O dia seis de novembro do ano que passou ficará como a data de uma grande e irreparável perda: da nossa irmã Gisele. Mas não se trata apenas de uma perda familiar, a morte de Gisele D’Angelis Bogoni representa uma perda irreparável para o Paraná e Curitiba.
Educadora, filha de educadora, Gisele estava comprometida e unida, há 30 anos, por vida e trabalho, com a comunidade do Bairro Alto. Ou seja, a maior parte de sua vida é inseparável dos caminhos dessa parcela do povo de Curitiba. Gisele conviveu com as irmãs do Sacre Coeur que moram lá e dirigiam a pequena escola do bairro, nos idos da década de 1970, então sob a liderança carismática de Irmã Pillar Repulles Benito.

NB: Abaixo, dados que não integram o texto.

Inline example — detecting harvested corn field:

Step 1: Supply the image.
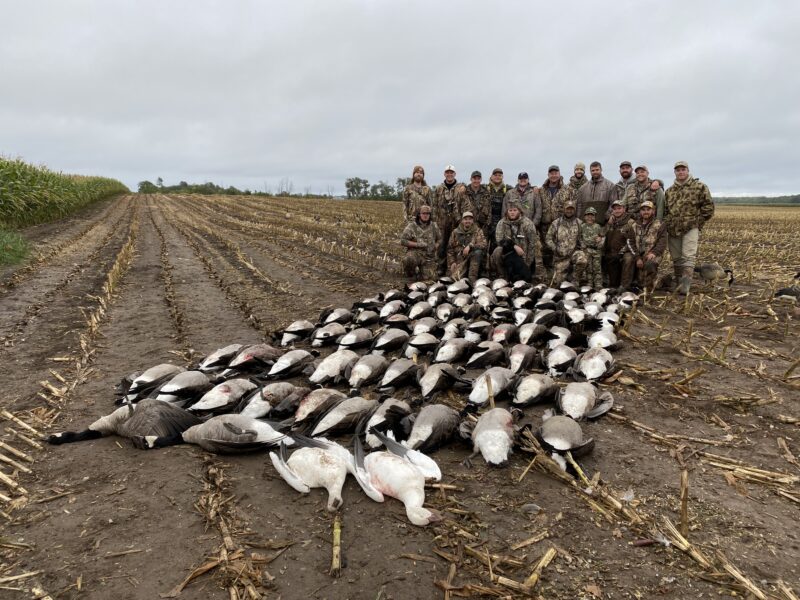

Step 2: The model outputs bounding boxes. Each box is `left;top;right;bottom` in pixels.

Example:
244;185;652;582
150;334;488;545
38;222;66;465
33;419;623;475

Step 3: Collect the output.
0;195;800;600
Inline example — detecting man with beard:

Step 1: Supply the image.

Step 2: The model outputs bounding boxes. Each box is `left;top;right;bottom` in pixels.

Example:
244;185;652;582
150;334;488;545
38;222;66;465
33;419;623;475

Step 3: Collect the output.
577;161;614;225
503;171;542;227
403;165;431;223
609;160;636;214
623;165;664;221
400;204;442;279
547;200;586;287
603;200;631;288
464;171;492;239
431;165;467;277
664;161;714;295
569;163;589;197
621;200;667;294
447;211;486;283
492;200;536;281
535;165;576;276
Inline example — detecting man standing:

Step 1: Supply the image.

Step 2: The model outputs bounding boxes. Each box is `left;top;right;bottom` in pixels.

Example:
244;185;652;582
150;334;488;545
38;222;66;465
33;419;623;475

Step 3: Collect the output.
486;167;508;262
664;161;714;295
464;171;492;239
492;200;536;279
610;160;636;207
503;171;542;227
603;200;632;288
535;165;576;276
400;204;442;279
569;163;589;194
622;200;667;294
547;199;586;287
447;211;486;283
403;165;431;223
577;161;614;225
622;165;664;221
431;165;466;277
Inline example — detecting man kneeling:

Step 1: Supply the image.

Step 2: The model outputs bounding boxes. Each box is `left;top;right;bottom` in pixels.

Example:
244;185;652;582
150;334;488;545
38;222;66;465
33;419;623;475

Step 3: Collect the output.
492;202;537;281
622;200;667;294
447;211;486;282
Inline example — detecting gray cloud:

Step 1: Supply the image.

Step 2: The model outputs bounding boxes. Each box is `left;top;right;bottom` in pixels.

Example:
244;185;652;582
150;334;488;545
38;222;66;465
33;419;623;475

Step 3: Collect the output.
0;0;800;194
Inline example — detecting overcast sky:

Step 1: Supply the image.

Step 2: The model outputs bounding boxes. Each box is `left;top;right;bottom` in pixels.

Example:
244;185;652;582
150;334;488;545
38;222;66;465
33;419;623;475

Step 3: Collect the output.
0;0;800;195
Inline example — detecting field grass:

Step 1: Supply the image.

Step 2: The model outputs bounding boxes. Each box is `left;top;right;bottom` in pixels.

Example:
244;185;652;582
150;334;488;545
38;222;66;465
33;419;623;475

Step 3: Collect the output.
0;158;128;228
0;229;28;266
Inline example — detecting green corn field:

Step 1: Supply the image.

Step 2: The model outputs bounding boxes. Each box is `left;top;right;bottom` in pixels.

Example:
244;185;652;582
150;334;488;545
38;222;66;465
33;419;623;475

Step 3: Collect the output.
0;157;128;228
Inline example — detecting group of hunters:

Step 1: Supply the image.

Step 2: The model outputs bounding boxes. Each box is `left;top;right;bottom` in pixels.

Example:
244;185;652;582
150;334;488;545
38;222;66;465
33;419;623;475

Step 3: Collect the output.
400;161;714;294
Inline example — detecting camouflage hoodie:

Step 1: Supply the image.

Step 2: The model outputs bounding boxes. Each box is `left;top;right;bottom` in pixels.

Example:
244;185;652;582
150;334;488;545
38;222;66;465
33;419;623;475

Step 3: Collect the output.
494;215;537;264
536;176;585;231
403;183;431;221
447;223;486;265
464;184;492;230
546;216;583;259
664;176;714;237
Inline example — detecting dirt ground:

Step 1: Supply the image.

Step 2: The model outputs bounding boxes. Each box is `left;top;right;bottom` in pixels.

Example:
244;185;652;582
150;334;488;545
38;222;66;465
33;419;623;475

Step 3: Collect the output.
0;195;800;600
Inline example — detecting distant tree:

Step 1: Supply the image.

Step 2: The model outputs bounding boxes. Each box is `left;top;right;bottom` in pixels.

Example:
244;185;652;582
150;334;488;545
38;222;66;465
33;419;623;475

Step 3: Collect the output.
139;180;158;194
344;177;370;198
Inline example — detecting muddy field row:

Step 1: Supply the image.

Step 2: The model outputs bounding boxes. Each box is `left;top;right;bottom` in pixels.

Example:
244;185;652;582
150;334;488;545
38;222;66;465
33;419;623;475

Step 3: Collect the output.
0;196;800;599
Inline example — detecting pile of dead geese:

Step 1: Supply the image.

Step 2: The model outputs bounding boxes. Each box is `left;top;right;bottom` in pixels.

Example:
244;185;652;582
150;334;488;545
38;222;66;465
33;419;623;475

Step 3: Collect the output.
49;278;637;525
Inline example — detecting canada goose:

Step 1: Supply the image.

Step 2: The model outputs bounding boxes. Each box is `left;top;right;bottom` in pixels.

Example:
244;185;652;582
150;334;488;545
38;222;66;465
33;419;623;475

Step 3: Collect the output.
131;414;291;454
694;263;733;286
47;398;200;445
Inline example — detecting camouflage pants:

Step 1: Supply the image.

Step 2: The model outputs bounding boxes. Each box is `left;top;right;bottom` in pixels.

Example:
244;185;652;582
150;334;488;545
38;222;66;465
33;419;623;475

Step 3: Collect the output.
620;254;661;293
403;250;436;280
450;250;483;281
550;250;587;287
436;218;458;275
586;250;603;290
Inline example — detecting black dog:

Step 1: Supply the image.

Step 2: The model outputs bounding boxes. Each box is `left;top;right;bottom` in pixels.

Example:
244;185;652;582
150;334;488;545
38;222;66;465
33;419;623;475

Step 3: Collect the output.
500;240;531;282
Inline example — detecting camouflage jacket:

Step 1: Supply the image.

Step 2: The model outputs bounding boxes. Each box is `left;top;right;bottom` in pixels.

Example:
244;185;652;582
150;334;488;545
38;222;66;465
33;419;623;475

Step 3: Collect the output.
400;219;442;256
502;185;542;227
603;213;631;258
622;179;664;221
486;183;510;229
431;182;469;227
464;184;492;230
581;223;605;254
536;177;577;231
403;183;431;221
622;219;667;257
545;217;583;258
494;217;537;264
447;224;486;265
608;175;636;202
664;176;714;236
576;176;614;225
569;174;589;194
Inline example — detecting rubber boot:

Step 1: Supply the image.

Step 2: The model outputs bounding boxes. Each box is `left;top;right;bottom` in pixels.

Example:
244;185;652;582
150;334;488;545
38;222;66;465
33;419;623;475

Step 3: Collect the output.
678;267;694;296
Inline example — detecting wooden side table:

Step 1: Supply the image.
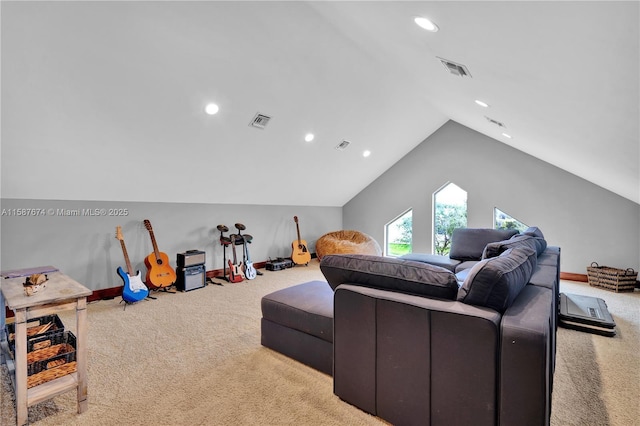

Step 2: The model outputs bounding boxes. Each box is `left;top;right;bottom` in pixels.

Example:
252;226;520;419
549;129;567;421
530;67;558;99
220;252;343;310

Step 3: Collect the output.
0;271;91;426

Trabalhou como pedagoga da Escola Cônego Camargo por mais de 20 anos, foi sua diretora e uma das mentoras de diversas gerações naquele bairro. Trabalhou nas Secretarias Municipal e Estadual da Educação, CEI 3000 e Algacyr Munhoz Maeder. Nos últimos anos era diretora da escola no Bairro Alto que passou a se denominar Pilar Maturana, a centenária “Vovozinha” que lá viveu e deu sua vida pela educação.
Sua dedicação, seu esforço, seu trabalho incansável era por garantir, à população, educação de qualidade. Seu sonho era fazer da educação uma oportunidade e um caminho para tantos jovens que, sem isso, são fortes candidatos à marginalidade. Seu senso de responsabilidade social era quase exacerbado, por isso não se admitia descanso, não se dava tréguas, não se contentava com fazer o máximo; tentava o impossível. Sonhava grandes sonhos, queria um mundo justo e um povo solidário, e por isso era justa e solidária.

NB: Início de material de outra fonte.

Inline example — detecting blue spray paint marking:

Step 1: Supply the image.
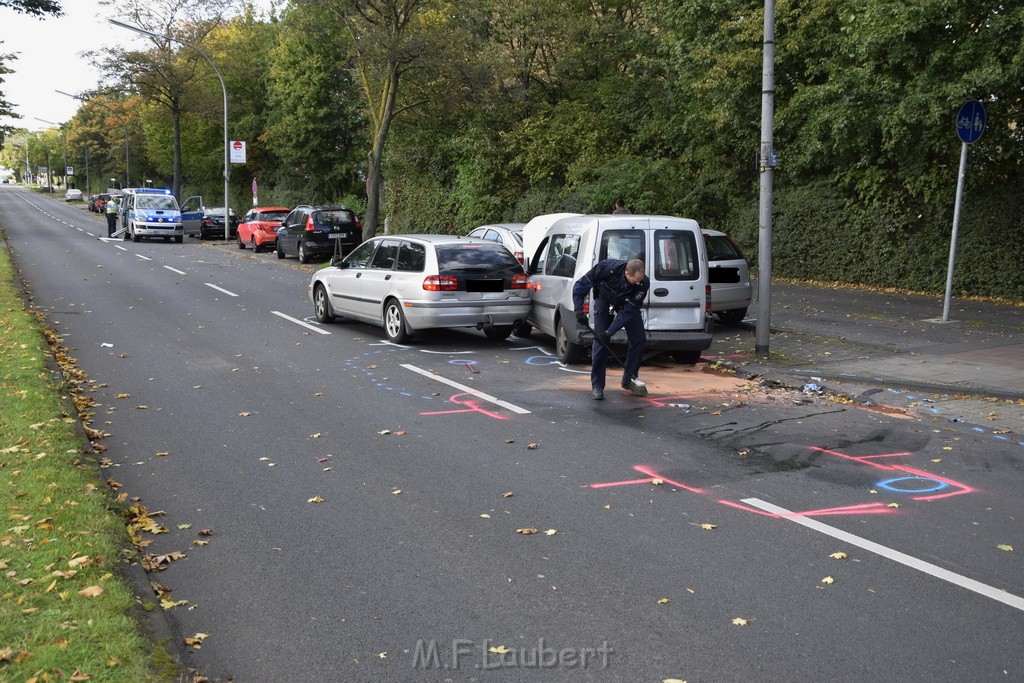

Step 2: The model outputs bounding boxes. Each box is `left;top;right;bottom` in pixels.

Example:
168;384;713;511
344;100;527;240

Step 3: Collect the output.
874;477;949;494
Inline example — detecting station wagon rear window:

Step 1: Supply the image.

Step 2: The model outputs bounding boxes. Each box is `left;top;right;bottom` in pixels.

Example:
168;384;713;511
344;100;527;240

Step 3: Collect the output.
648;230;700;281
437;244;522;272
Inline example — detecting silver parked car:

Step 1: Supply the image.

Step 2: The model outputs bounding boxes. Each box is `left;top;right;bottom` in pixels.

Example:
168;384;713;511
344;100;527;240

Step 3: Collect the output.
307;234;529;344
700;229;753;325
468;223;525;263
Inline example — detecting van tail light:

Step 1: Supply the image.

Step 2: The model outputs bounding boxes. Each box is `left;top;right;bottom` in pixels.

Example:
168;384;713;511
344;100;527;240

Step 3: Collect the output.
423;275;459;292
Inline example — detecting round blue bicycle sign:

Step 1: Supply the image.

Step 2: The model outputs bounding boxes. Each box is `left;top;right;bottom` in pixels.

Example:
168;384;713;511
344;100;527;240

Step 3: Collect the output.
956;99;985;144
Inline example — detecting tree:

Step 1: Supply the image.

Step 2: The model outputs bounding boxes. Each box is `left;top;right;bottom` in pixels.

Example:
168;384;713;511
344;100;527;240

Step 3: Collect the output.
100;0;229;198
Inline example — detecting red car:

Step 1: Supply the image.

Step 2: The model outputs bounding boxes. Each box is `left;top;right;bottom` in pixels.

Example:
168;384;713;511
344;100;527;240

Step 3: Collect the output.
238;206;291;254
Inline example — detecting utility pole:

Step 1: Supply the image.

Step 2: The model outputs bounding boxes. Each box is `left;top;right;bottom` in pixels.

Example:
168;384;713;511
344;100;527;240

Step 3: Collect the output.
754;0;778;357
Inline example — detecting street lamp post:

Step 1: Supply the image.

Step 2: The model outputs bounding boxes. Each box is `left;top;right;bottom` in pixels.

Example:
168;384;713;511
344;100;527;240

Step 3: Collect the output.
106;18;231;241
54;90;131;187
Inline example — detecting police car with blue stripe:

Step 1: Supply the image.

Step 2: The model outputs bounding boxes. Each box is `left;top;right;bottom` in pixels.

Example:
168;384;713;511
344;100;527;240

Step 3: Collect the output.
121;187;185;244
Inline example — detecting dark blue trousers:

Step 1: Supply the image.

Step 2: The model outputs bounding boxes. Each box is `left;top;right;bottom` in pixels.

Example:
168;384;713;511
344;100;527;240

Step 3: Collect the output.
590;301;647;389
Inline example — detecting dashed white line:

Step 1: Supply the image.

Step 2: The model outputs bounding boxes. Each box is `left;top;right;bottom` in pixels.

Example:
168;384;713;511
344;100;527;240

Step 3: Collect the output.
203;283;239;296
270;310;331;335
742;498;1024;610
401;362;529;415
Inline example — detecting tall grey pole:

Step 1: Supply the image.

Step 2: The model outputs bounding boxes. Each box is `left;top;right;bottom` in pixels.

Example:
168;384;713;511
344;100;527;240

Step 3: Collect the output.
754;0;775;356
106;18;231;241
942;142;968;323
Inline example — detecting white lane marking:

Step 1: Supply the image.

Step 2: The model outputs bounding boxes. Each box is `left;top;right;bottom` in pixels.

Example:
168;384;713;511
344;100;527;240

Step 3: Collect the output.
270;310;331;335
401;362;529;415
203;283;239;296
741;498;1024;610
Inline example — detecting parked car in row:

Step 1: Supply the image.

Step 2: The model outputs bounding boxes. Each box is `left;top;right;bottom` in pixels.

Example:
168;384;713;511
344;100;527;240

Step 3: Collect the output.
701;229;754;325
236;206;289;254
275;205;362;263
517;214;714;365
305;234;529;344
181;196;239;240
468;223;525;263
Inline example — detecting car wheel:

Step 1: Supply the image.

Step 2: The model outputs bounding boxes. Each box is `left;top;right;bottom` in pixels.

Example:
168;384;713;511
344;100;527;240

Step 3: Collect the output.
672;351;700;366
555;319;584;366
483;325;512;341
313;285;334;323
384;299;410;344
512;321;534;339
716;308;746;325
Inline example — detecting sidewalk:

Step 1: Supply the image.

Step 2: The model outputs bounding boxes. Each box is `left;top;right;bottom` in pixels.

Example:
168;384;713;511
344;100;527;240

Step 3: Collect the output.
708;285;1024;445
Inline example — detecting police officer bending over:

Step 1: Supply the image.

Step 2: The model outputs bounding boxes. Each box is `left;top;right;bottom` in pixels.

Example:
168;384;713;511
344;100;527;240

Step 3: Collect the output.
572;258;650;400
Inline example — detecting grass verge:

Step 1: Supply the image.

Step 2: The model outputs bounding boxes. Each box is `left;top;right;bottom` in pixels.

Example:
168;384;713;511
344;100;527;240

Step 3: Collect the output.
0;237;177;683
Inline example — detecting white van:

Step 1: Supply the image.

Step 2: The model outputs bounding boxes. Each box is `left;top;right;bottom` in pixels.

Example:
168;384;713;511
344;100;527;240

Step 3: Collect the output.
528;214;714;365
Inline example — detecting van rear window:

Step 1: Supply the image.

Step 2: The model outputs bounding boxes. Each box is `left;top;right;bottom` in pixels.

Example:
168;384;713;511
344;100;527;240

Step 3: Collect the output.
648;230;700;281
437;243;522;272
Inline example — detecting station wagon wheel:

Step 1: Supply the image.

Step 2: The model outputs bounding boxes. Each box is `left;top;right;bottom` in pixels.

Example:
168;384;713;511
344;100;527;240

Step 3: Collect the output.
555;319;584;366
483;325;512;341
313;285;334;323
384;299;410;344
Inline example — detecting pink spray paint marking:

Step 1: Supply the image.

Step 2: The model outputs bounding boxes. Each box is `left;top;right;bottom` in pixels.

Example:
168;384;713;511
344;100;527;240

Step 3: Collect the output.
420;392;508;420
588;446;977;518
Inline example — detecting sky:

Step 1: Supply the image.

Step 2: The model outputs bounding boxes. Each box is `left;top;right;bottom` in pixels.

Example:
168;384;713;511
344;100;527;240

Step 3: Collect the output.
0;0;269;130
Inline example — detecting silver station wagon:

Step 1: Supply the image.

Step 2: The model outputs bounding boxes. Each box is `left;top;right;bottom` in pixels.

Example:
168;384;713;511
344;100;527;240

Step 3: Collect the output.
307;234;529;344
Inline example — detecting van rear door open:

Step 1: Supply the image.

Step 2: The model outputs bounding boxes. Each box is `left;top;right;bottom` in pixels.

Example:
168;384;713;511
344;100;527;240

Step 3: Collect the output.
596;217;706;332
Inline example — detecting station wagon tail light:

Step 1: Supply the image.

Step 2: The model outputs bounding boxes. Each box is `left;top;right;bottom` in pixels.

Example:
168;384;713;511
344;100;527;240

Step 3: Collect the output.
423;275;459;292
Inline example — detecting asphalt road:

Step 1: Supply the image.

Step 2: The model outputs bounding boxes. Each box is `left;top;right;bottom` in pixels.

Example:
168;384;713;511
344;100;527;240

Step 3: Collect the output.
0;187;1024;683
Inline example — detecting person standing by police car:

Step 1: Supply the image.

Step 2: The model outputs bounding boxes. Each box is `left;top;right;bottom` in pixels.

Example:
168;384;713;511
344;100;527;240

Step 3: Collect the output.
572;258;650;400
103;197;120;238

Foi sua liderança que levou à conquista, para o Bairro Alto, das novas instalações do Colégio Pilar Maturana – hoje o segundo maior colégio público do Paraná, sendo menor apenas que o Colégio Estadual do Paraná. Um colégio à altura do sonho de educação de qualidade que Gisele sempre sonhou, praticou e defendeu.
Ao lado dela, colegas professores, funcionários da escola, alunos e pais de alunos sonharam juntos, lutaram juntos e comemoraram juntos a conquista em direção ao sonho maior: a consolidação de um projeto pedagógico. Jamais fez distinção entre os que trabalhavam e lutavam ao seu lado: uma zeladora da escola, uma colega pedagoga ou uma mãe ou pai de aluno, todos eram, para ela, igualmente companheiras e companheiros de lutas e de sonhos.
Era “paulo-freireana” com todo seu espírito: e procurava seguir seus passos, porque comungava suas concepções de educação, de humanidade e de sociedade.
É impossível quantificar suas realizações: quantos corações terá tocado? Quantos alunos e alunas terá inspirado, inclusive para segui-la na vocação de educadora? A quantos jovens seu esforço terá premiado com nova oportunidade? Quantos colegas professores terá motivado? A quantos terá ensinado a serem críticos e combativos? Para quantos colegas, professores e funcionários, terá sido exemplo de humildade, de dedicação ao serviço público e de solidariedade?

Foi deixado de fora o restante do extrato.